The German biologist, Christiane Nüsslein-Volhard is renowned for her embryonic development of fruit flies. Her contribution earned her the Nobel Prize in Physiology or Medicine, together with American geneticists Eric Wieschaus and Edward B. Lewis. In the Nobel Banquet Speech held on 10 Dec 1995, she said:
“The three of us have worked on the development of the small and totally harmless fruit fly, Drosophila. This animal has been extremely cooperative in our hands – and has revealed to us some of its innermost secrets and tricks for developing from a single celled egg to a complex living being of great beauty and harmony. … None of us expected that our work would be so successful or that our findings would ever have relevance to medicine.”
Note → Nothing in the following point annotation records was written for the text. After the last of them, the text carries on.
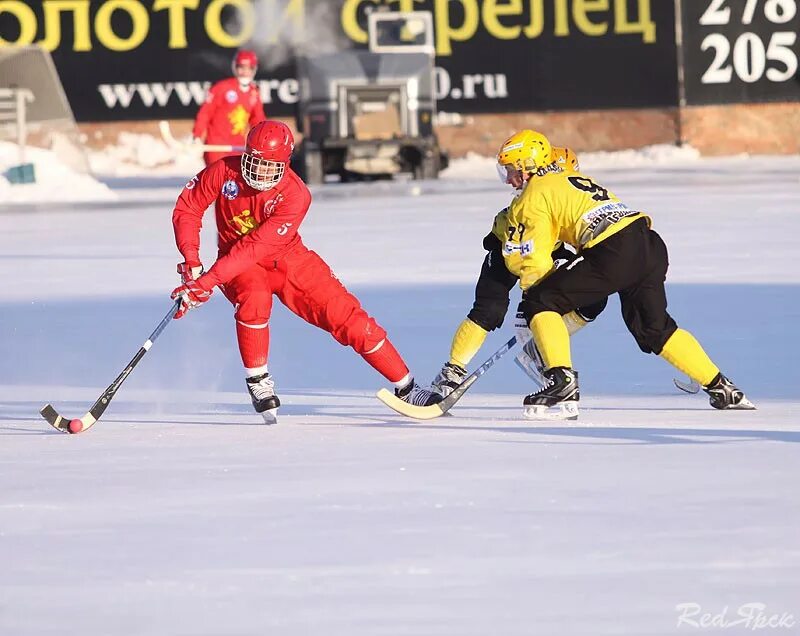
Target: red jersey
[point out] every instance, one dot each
(252, 226)
(228, 113)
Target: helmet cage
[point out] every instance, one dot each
(261, 174)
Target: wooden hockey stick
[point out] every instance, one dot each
(169, 139)
(64, 425)
(436, 410)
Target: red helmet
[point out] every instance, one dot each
(245, 57)
(268, 150)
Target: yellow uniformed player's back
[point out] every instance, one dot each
(618, 253)
(559, 206)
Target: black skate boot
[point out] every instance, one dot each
(560, 393)
(530, 361)
(265, 402)
(414, 394)
(448, 379)
(723, 395)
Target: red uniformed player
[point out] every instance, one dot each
(232, 107)
(260, 204)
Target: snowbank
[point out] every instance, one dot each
(55, 181)
(144, 155)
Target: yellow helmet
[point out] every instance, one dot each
(566, 159)
(527, 151)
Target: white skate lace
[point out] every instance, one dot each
(263, 389)
(419, 396)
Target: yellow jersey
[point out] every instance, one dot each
(559, 206)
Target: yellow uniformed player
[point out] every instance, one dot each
(618, 252)
(492, 299)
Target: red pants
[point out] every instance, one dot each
(307, 286)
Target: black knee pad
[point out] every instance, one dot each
(653, 340)
(590, 312)
(535, 301)
(489, 315)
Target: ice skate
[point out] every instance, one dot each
(723, 395)
(448, 379)
(265, 402)
(558, 400)
(530, 361)
(413, 393)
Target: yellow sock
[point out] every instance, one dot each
(683, 352)
(552, 339)
(467, 340)
(574, 322)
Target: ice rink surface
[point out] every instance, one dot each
(180, 514)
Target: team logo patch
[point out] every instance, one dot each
(230, 190)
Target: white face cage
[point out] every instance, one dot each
(261, 174)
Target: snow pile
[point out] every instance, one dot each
(137, 154)
(55, 181)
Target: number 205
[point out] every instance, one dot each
(750, 58)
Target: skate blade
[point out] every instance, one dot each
(270, 416)
(687, 386)
(561, 411)
(744, 405)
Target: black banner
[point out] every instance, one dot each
(741, 51)
(152, 59)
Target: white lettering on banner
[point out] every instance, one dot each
(748, 57)
(473, 86)
(159, 94)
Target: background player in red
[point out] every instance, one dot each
(232, 107)
(260, 204)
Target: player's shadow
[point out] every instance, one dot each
(87, 342)
(603, 435)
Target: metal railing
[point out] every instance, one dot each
(12, 113)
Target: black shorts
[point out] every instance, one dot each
(493, 290)
(633, 262)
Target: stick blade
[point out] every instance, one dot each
(54, 419)
(409, 410)
(61, 423)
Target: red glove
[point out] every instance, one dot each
(190, 271)
(192, 295)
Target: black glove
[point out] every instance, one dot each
(491, 242)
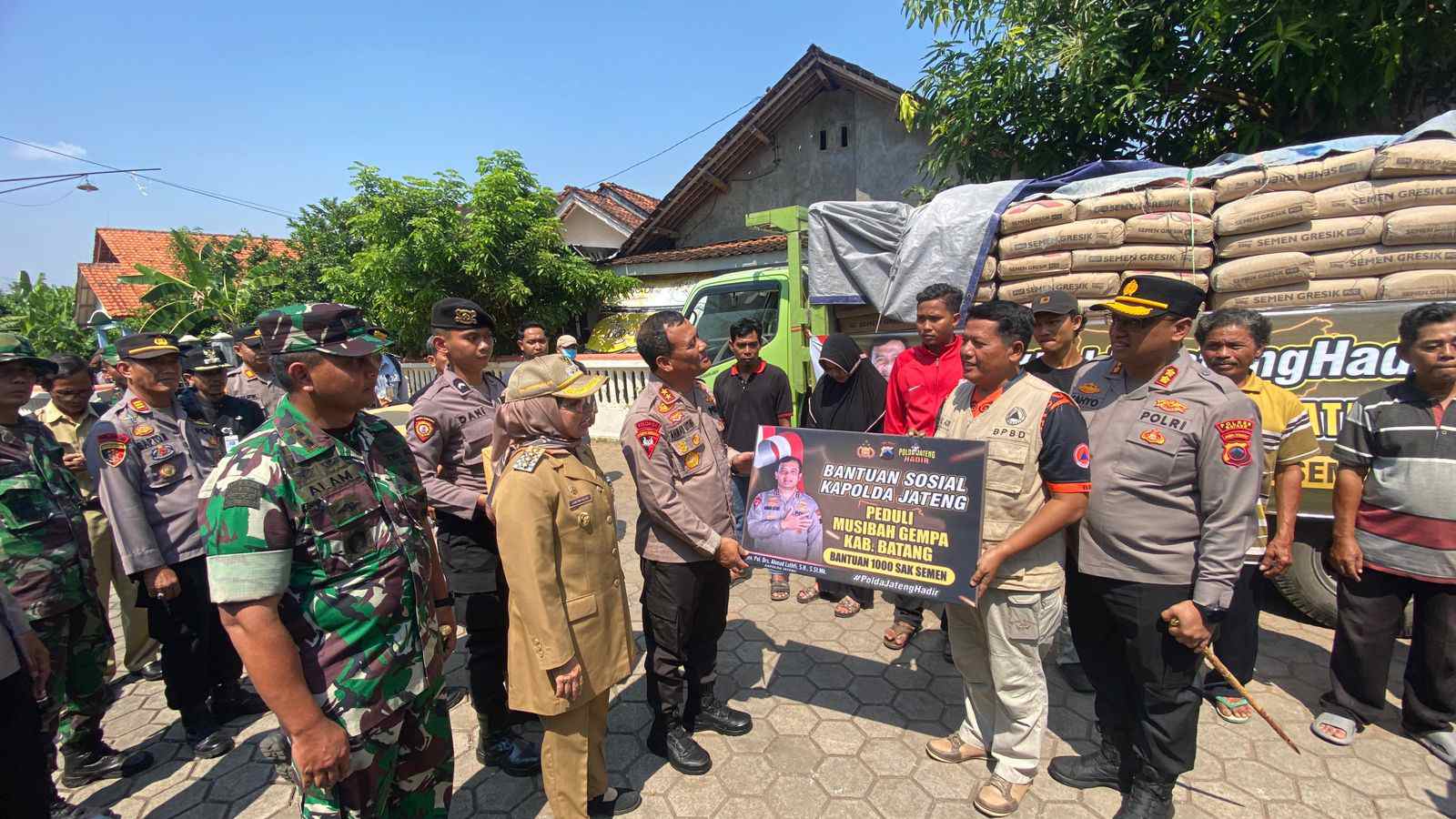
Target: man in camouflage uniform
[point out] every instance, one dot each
(320, 561)
(46, 561)
(254, 378)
In 1986, she was honored with the Gottfried Wilhelm Leibniz Prize of the Deutsche Forschungsgemeinschaft, which is the top credit awarded in German research. She also won the Albert Lasker Award for Basic Medical Research in 1991. Since 2001 she has been member of the Nationaler Ethikrat (National Ethics Council of Germany) for the ethical assessment of new developments in the life sciences and their influence on the individual and society.
Oxford University awarded her an Honorary Doctor of Science degree during June 2005.
Early Life, Career and Contribution:
Christiane Nüsslein-Volhard was born on October 20, 1942, in Magdeburg,Germany. She is the daughter of Rolf Volhard, an architect, and Brigitte Volhard, a musician and painter. She completed her degrees in biology, physics, and chemistry from Johann-Wolfgang-Goethe-University in 1964, a diploma in biochemistry (1968) and a doctorate in biology and genetics (1973) from Eberhard-Karl University of Tubingen. Nüsslein-Volhard was married briefly as a young woman and never had any children.
After finishing her postdoctoral fellowships in Basel, Switzerland, and Freiburg, Germany, she accepted her first independent research position at the European Molecular Biology Laboratory (EMBL) in Heidelberg, Germany began her collaboration with Wieschaus in the late 1970’s at the European Molecular Biology Laboratory in Heidelberg. In 1981, she returned to Tübingen, where since 1985 she has served as director of the genetics division of the Max Planck Institute for Developmental Biology.
Wieschaus and Nüsslein-Volhard chose the fruit fly because of its amazingly rapid embryonic development. Together they designed a new genetic tool, saturation mutagenesis, which involved mutating adult fly genes and observing the effects on their offspring. Using a dual microscope, which permitted them to examine one specimen at the same time, the collaborators eventually identified, among about 20,000 genes in the fly’s chromosomes, approximately 5,000 genes important to early development and 139 genes essential to it. They also acknowledged three types of fruit fly genes that generate the blueprint for the insect’s body plan. In awarding the prize to the collaborator, the Nobel Assembly predicted that their discoveries would “explain congenital malformations in man.”
By the late 1990’s her studies of zebra fish mutants had founded a system for studying the process of blood creation and provided imperative insights into human disease.